L’exception et la règle de Bertolt Brecht, mise en scène de Bernard Sobel
La raison du plus fort est toujours la meilleure, la version marxiste du Loup et l’agneau donne à peu près cela :
Un riche marchand cherchant à faire fortune traversa le désert, accompagné d’un porteur, son souffre-douleur. Le coolie se résigne à subir les coups de fouet jusqu’à la fin du voyage, terrifié à l’idée de perdre son travail dont il a besoin pour nourrir sa famille. Un jour, l’eau vint à manquer, le porteur tend sa gourde au patron assoiffé, qui croit voir une pierre ; il braque alors sur lui son revolver et le tue. « Et avec son revolver il tire sur le coolie, alors que celui-ci, ne comprenant pas, continue à lui tendre la gourde », écrit l’auteur. Le geste chaleureux d’un porteur devient suspect car dans un monde capitaliste le dominant est incapable d’imaginer l’humanité du dominé qui dépend de lui.

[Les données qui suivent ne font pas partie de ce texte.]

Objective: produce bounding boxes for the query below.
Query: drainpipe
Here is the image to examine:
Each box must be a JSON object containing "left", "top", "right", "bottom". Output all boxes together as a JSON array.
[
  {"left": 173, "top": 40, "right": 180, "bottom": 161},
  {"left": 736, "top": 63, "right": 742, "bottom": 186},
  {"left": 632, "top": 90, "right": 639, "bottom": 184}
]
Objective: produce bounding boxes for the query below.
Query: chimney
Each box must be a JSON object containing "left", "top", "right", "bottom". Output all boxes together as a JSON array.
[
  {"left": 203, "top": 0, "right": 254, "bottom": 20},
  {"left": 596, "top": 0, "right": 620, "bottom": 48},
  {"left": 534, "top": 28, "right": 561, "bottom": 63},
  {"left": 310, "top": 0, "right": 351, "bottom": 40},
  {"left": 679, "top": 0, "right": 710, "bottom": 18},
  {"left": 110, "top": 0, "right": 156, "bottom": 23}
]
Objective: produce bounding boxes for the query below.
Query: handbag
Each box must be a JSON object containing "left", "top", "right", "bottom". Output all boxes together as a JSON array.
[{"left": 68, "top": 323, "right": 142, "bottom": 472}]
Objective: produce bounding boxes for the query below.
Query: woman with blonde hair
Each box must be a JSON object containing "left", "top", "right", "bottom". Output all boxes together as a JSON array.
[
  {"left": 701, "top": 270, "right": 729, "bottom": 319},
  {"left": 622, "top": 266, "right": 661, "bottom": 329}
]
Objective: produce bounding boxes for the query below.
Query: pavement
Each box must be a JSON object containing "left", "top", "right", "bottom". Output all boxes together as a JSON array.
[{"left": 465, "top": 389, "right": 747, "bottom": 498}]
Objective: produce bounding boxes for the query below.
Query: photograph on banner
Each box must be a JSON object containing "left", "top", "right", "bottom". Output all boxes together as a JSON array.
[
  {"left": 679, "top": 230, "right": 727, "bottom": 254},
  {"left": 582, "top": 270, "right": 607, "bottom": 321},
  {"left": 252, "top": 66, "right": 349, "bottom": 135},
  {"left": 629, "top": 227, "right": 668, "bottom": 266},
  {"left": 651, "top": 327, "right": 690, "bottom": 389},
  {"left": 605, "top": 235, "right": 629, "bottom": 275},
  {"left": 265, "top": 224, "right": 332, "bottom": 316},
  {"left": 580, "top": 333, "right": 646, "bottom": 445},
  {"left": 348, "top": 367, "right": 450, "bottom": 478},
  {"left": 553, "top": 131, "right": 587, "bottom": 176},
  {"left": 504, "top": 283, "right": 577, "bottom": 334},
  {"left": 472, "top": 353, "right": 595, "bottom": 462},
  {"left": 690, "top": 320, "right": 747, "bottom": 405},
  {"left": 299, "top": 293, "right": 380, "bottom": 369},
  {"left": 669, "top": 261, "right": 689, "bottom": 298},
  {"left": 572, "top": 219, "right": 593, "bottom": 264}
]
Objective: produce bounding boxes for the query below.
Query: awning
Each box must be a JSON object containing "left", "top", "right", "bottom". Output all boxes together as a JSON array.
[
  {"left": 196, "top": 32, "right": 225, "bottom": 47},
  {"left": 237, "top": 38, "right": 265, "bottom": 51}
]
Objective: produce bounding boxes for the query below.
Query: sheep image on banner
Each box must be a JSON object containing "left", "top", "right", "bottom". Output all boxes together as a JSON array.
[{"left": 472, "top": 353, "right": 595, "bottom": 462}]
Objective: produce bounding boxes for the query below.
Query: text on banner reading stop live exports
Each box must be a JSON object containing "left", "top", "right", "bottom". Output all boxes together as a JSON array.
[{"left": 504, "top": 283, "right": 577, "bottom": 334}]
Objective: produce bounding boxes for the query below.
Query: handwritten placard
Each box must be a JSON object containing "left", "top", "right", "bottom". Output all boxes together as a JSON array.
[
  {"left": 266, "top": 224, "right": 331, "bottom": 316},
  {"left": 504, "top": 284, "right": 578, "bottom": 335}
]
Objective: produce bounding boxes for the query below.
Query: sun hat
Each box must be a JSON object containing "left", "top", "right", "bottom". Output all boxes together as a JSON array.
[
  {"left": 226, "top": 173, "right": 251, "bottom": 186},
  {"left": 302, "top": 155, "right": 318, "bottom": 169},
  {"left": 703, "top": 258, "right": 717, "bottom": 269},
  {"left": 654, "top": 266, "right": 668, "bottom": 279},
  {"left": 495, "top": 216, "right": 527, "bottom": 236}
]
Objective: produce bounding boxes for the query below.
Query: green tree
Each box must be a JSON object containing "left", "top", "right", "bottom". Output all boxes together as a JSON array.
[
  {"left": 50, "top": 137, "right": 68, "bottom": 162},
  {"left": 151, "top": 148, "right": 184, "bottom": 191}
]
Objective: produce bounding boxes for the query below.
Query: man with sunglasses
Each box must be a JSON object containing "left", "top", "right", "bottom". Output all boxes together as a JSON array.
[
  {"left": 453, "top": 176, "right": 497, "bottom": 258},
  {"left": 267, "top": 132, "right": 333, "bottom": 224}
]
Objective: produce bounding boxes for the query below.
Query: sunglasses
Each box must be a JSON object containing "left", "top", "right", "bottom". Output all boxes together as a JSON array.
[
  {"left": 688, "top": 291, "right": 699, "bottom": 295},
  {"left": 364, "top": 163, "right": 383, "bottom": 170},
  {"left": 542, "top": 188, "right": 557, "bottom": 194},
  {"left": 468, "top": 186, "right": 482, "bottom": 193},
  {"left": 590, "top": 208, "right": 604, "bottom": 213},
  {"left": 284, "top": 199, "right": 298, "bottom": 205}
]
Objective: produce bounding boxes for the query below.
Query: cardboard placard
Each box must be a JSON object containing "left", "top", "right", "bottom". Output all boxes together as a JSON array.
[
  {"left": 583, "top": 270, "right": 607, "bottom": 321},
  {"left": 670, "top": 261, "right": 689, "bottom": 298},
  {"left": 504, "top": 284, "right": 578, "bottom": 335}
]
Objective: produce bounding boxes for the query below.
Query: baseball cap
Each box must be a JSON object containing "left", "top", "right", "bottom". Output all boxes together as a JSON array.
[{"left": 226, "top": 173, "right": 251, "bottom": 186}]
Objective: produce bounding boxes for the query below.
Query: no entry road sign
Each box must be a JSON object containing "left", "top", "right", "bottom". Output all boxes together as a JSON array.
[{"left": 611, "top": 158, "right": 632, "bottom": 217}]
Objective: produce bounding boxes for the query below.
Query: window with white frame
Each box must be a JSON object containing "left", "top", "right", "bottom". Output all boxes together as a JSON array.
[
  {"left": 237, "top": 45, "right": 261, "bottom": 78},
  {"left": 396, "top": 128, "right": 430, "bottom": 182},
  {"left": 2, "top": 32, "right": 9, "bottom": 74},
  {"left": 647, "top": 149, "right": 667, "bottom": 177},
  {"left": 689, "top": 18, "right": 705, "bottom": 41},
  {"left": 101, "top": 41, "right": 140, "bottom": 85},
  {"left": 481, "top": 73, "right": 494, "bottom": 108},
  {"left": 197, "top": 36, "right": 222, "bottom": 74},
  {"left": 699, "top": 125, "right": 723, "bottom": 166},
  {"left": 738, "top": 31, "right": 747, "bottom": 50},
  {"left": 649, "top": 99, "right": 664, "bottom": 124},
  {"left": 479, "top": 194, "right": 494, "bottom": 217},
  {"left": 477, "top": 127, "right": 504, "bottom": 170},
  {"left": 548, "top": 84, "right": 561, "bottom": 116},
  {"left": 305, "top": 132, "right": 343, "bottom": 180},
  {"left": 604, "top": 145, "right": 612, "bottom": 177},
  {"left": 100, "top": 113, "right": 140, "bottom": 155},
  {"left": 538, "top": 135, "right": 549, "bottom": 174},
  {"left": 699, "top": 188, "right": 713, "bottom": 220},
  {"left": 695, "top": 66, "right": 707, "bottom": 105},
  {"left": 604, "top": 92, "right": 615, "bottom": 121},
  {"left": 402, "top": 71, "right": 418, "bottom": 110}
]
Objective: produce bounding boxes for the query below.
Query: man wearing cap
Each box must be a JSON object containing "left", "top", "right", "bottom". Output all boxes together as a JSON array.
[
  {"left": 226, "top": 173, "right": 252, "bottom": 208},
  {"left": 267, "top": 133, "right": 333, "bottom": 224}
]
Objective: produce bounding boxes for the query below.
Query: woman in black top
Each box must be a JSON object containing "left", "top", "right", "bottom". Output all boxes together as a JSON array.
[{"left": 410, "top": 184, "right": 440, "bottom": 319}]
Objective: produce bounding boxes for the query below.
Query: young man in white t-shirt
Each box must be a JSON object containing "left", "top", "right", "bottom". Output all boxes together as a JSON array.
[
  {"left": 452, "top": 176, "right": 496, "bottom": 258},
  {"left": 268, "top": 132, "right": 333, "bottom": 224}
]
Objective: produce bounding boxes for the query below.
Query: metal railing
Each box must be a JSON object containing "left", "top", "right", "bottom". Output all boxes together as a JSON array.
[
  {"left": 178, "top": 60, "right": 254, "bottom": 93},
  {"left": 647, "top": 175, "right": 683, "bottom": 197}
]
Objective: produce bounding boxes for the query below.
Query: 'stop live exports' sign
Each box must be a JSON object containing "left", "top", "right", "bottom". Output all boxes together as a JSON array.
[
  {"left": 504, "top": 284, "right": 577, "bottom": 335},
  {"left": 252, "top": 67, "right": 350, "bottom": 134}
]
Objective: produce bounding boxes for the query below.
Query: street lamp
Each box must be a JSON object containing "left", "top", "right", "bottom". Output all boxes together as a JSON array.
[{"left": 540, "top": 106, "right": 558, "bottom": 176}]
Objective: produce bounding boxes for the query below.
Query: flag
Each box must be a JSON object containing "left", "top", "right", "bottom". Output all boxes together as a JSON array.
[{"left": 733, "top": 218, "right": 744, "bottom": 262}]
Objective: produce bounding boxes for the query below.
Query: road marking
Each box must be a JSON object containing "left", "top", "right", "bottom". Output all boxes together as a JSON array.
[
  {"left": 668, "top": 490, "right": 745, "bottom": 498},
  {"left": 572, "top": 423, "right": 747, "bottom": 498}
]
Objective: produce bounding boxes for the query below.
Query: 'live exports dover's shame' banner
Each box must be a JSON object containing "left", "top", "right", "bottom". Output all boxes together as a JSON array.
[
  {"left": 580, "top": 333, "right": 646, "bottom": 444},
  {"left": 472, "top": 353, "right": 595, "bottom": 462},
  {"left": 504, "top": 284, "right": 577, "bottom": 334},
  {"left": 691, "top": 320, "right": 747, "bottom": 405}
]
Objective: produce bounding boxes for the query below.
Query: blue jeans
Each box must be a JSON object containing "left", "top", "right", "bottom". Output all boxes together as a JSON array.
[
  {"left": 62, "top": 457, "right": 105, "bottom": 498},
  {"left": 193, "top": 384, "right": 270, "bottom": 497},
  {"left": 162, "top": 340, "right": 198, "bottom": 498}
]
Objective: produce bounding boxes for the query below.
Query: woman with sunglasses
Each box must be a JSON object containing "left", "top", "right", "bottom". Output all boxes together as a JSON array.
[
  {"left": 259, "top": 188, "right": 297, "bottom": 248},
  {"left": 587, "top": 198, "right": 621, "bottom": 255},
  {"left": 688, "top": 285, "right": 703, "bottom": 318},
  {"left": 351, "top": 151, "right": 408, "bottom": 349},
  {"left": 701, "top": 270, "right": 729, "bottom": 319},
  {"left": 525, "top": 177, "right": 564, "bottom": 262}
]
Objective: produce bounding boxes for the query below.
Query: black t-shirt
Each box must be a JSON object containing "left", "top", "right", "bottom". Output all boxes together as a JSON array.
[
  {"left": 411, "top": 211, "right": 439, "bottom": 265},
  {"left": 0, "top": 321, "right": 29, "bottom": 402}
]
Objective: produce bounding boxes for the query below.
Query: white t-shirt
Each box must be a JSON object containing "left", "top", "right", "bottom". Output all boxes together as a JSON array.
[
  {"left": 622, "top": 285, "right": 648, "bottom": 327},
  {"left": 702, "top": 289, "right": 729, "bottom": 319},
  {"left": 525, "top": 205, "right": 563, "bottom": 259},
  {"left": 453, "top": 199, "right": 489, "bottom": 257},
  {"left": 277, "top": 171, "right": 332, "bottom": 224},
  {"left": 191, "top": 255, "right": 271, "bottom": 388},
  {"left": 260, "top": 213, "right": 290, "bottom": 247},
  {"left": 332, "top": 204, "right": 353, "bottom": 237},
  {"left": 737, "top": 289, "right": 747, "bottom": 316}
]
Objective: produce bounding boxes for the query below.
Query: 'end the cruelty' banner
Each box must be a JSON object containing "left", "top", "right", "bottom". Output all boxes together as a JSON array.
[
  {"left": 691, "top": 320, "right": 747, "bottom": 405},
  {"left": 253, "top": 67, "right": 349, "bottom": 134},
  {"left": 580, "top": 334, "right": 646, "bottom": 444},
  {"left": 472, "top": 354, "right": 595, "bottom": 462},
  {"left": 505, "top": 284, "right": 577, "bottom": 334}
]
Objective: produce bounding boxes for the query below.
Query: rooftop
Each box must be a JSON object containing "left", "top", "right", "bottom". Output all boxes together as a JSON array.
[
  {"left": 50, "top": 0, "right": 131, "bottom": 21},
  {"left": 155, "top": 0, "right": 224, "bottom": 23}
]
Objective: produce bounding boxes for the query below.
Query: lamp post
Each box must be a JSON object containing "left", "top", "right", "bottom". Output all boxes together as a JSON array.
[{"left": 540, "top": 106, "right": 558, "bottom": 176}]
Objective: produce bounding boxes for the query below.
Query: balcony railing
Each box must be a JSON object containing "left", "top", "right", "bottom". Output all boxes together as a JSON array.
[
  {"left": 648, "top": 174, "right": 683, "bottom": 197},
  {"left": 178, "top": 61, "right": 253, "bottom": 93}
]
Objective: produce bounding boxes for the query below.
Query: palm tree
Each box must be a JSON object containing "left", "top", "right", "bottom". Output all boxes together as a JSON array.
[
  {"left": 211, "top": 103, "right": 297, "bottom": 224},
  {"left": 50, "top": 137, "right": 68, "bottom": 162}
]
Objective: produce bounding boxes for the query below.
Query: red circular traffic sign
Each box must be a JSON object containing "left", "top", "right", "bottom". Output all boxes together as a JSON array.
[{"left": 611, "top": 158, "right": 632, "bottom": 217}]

Brecht utilise la fable pour dénoncer une justice de classe qui tranche toujours en faveur des puissants. Traduit devant un tribunal le marchand est acquitté au terme d’une parodie de procès. Le juge conclut : « Le marchand n’appartenait pas à la classe à laquelle appartenait son porteur. Avec lui, il lui fallait s’attendre au pire. […] L’accusé a donc agi en état de légitime défense fondée en droit, peu importe qu’il ait été́ menacé ou seulement qu’il ait dû se sentir menacé. » La règle ne tolère aucune exception malgré les évidences et « sur la tombe de l’assassiné / Son droit est assassiné ».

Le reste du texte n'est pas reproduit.